ANNA [Interrupts DIDO.]
This is not about me, dear sister.
This is not about him.
It’s all about you.
It’s your death.
But it doesn’t belong to him anymore.

[CLEOPATRA’s voice offstage.]

CLEOPATRA
Your sister is right, Dido.
She has always been.

[She enters and remains at a certain distance.]

DIDO
Cleo? What are you doing here?

CLEOPATRA
I was wandering around when I heard your voice.
Curiosity has always been one of my flaws.

ANNA [She chuckles.]
I’ll leave you in good hands.

[ANNA squeezes DIDOs hand once. She does not wait for an answer. She exits quietly.]

CLEOPATRA
She’s a splendid person.
You should trust her judgment more.

DIDO
I know. [DIDO lowers her head.]

CLEOPATRA
Is that all you have to say? [She takes a step closer.]
Dido, you should be more aware of who you are.

DIDO
You tell me.

CLEOPATRA [She shakes her head.]
No, I don’t.
You have to regain your pride.
Your own name.
Dido of Carthage.

[DIDO and CLEOPATRA face each other, looking intently into each other’s eyes.
Something is changing.]

SCENE V – Not Tragic, Not Silent

[Two soft pools of light isolate DIDO and CLEOPATRA. They stand apart, facing forward, not each other.]

DIDO
When they speak of me, they begin from the end.
They never ask what came before.
The years.
The city.
The weight of being queen before being a woman.

CLEOPATRA
And ultimately, they forget we’re women.
We become lovers, wives… A disgrace.

DIDO [She nods and takes a deep breath.]
I do not deny what I did.
I died.
I was in pain.
But that moment was not all I was.
Not all I am.

CLEOPATRA
Yet it became convenient.

DIDO
Yes.
Convenient to call it tragedy.
As if it explained everything.
They needed a reason simple enough to repeat.

CLEOPATRA
History survives on repetition.

DIDO
And on examples.
On women arranged into meaning, even after they are gone.

CLEOPATRA
Even while they are still alive: they become symbols.
Symbols are easier to control than lives.
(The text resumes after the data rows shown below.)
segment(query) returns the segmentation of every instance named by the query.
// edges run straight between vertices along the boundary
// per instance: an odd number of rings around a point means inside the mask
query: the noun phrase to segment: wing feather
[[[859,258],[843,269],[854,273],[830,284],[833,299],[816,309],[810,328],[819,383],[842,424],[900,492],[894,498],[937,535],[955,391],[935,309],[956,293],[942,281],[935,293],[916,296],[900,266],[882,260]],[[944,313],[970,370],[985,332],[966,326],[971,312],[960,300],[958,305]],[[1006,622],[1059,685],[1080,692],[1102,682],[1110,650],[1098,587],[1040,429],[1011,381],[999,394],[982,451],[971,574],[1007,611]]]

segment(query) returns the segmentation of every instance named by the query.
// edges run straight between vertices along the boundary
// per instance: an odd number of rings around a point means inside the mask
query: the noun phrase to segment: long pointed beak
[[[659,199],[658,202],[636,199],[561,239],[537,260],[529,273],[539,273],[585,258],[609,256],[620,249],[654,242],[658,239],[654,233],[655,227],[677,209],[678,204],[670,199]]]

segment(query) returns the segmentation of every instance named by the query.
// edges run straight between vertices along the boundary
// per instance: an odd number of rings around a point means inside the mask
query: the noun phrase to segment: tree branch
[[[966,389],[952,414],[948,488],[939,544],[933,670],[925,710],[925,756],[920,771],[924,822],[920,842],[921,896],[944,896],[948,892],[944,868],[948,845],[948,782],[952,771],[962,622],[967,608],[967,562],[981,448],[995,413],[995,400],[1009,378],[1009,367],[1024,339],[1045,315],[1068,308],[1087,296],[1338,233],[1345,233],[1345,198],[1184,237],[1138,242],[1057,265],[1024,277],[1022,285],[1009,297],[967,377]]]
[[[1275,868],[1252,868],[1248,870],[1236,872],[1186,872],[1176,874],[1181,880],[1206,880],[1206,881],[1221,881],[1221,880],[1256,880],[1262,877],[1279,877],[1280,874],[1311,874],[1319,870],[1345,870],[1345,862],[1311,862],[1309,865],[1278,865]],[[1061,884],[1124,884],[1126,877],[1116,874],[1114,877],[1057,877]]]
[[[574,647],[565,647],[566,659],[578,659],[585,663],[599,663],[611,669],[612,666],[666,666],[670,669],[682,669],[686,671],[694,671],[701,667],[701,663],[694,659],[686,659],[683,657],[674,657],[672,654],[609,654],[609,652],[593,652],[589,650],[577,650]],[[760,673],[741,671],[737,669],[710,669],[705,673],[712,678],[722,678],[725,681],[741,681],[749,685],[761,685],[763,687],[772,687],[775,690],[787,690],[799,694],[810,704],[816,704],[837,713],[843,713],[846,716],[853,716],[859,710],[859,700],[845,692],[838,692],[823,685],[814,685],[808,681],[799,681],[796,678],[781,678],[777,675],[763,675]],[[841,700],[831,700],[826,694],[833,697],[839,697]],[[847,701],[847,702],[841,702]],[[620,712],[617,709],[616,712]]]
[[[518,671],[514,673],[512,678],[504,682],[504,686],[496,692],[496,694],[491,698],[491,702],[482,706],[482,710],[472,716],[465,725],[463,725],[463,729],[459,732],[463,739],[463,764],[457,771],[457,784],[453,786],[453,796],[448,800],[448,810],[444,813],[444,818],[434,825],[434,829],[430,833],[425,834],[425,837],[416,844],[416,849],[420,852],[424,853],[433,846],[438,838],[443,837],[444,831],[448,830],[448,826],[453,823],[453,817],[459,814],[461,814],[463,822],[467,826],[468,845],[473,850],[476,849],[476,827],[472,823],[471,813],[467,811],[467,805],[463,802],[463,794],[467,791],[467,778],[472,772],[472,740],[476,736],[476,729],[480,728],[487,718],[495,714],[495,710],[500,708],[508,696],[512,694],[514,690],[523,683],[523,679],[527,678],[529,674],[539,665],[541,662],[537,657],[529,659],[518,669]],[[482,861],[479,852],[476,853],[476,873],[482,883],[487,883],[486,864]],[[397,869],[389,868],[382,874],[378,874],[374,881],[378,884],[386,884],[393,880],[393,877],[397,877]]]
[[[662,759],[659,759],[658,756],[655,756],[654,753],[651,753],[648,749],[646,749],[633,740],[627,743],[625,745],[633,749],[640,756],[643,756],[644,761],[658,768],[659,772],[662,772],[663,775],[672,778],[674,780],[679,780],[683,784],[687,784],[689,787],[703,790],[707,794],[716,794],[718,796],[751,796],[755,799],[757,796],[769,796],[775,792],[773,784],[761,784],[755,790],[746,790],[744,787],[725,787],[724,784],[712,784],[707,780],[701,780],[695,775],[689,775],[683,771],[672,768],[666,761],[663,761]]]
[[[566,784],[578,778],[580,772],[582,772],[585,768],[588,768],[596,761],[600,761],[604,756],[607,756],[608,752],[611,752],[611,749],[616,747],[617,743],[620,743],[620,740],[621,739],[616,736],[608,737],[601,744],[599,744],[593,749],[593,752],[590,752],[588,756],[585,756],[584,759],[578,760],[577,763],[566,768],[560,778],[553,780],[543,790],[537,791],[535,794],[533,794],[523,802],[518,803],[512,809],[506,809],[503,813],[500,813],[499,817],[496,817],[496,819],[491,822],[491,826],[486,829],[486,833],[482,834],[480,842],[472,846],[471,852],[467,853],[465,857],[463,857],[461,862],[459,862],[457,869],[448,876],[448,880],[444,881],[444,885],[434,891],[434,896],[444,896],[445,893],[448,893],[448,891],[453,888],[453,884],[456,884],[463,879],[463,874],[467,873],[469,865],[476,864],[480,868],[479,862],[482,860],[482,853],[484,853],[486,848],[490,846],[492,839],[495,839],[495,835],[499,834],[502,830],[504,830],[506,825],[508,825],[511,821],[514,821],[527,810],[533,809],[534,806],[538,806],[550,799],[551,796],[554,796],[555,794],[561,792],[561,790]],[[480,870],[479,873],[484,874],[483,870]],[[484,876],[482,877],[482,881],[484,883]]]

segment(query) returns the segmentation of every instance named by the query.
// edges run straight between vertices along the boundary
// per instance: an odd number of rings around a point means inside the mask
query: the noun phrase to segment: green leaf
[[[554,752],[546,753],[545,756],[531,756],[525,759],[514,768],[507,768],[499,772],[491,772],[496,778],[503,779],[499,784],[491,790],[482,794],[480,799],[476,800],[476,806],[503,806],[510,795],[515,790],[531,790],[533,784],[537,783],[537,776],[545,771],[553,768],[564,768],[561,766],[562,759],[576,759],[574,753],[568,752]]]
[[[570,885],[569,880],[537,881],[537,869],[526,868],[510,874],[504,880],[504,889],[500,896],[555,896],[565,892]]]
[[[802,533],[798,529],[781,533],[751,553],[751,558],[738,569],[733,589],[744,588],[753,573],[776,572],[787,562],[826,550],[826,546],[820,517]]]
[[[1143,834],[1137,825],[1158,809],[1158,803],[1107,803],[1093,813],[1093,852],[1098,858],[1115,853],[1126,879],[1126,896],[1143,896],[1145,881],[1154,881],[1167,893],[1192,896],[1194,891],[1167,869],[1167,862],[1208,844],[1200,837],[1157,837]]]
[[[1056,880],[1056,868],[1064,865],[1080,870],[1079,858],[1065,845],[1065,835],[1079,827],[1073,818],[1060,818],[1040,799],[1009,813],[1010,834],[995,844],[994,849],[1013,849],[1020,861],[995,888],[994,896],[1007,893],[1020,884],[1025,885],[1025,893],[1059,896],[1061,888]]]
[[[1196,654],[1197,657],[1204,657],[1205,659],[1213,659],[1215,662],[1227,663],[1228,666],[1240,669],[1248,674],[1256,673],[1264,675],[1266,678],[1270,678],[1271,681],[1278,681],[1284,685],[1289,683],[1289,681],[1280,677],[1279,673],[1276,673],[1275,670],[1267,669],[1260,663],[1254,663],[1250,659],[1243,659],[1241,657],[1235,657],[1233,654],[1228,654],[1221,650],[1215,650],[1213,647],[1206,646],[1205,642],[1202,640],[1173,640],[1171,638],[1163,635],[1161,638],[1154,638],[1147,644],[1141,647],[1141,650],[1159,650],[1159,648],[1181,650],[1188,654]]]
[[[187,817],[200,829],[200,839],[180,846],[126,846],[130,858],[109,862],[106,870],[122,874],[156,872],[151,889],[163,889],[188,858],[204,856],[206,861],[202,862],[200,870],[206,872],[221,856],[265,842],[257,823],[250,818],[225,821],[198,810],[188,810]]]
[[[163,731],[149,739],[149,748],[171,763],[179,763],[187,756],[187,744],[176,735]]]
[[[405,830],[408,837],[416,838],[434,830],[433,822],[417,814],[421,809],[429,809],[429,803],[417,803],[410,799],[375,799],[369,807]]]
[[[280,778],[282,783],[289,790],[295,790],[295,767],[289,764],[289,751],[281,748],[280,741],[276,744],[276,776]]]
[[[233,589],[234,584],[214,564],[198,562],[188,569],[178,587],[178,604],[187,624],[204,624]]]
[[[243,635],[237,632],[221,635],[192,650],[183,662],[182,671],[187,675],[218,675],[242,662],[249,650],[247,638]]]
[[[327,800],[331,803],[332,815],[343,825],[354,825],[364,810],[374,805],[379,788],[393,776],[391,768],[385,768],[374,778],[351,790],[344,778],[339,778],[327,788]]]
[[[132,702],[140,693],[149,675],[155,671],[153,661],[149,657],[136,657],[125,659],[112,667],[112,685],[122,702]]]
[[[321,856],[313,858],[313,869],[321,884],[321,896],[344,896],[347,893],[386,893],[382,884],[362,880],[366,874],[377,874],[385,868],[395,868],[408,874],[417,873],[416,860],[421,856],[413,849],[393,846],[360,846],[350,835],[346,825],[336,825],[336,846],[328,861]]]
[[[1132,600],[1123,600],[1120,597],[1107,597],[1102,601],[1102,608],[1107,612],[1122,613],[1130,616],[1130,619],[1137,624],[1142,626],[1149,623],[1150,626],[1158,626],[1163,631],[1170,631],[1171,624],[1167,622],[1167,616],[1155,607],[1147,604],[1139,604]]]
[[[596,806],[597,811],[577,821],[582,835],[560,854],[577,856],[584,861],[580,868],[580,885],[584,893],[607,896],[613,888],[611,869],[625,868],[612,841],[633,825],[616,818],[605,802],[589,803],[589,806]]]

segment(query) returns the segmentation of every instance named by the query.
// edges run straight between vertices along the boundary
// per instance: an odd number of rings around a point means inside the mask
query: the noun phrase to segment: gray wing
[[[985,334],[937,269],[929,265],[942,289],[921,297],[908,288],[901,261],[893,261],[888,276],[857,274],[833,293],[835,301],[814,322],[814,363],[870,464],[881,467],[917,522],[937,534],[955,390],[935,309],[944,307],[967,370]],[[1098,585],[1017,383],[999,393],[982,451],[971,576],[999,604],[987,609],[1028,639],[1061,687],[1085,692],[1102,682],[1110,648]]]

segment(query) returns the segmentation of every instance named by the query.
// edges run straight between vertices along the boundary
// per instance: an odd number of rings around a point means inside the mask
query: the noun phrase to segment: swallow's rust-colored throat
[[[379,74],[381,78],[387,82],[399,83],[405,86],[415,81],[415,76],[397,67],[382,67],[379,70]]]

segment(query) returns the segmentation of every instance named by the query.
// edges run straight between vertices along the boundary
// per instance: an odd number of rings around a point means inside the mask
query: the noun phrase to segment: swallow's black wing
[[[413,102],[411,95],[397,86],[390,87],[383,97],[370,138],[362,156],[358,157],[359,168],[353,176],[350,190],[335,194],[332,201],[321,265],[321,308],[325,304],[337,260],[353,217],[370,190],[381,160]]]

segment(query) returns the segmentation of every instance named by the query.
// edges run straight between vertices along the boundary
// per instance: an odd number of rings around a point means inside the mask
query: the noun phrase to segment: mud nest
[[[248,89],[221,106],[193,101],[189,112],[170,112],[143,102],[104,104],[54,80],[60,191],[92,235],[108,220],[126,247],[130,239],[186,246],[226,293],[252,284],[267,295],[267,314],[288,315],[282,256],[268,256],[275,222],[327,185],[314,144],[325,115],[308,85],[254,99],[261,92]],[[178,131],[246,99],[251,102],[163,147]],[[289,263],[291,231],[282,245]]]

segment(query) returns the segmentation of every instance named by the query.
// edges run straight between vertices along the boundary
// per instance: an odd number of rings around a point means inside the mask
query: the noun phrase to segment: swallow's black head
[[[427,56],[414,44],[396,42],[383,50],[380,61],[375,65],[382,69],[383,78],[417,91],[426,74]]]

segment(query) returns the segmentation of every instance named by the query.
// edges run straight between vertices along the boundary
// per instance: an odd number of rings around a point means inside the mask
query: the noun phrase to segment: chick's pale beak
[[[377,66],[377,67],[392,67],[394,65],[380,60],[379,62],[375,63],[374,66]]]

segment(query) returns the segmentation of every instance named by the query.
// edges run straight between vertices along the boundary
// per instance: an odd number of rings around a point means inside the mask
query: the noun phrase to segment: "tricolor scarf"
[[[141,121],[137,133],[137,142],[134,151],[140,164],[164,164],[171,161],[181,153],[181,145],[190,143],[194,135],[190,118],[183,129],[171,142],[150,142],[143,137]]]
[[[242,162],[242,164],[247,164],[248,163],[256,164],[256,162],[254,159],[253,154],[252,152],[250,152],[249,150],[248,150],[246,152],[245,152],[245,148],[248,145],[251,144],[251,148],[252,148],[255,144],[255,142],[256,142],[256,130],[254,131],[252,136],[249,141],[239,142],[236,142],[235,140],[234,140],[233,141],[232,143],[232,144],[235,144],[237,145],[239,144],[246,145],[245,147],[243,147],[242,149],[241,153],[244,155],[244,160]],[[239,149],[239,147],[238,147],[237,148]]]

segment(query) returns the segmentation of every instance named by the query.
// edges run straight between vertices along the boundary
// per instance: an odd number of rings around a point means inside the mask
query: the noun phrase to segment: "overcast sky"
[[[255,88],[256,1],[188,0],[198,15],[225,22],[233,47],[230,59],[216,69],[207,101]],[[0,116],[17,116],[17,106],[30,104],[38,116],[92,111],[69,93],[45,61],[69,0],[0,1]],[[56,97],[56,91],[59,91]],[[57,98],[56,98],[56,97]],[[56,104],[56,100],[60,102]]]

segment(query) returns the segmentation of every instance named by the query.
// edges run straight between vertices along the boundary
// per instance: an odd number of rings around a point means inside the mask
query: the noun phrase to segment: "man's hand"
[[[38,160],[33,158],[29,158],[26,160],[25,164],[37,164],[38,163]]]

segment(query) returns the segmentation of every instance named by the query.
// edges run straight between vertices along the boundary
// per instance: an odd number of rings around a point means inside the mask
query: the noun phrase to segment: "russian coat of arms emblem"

[DIDO turns slightly toward CLEOPATRA.]

DIDO
Then it was never about how I died.
Not really.

CLEOPATRA
No.
It was about keeping order.

DIDO
About teaching others where not to step.
How far not to go.

CLEOPATRA
And whom not to resemble.

[Brief silence.]

DIDO
I will not be remembered as a lesson.

CLEOPATRA
Nor as a warning.

DIDO
I was not tragic by nature.

CLEOPATRA
We were made to look inevitable.

[DIDO and CLEOPATRA finally face each other.]

DIDO
But inevitability is just another story.

CLEOPATRA
One we no longer owe them.

[They stand still, unafraid.
Then they face forward again, looking at the audience.]

DIDO
Because we are not tragic.
And we won’t be silent anymore.

[Blackout.]

BIBLIOGRAPHY

Marlowe, Christopher. Dido, Queen of Carthage (Italian translation by R. Wilcock). Milan: Adelphi, 1966.

Shakespeare, William. Antony and Cleopatra (Italian translation by G. Sacerdoti, in Tutte le opere di William Shakespeare, ed. F. Marenco, Vol. I, “Le tragedie”). Milan: Bompiani, 2014.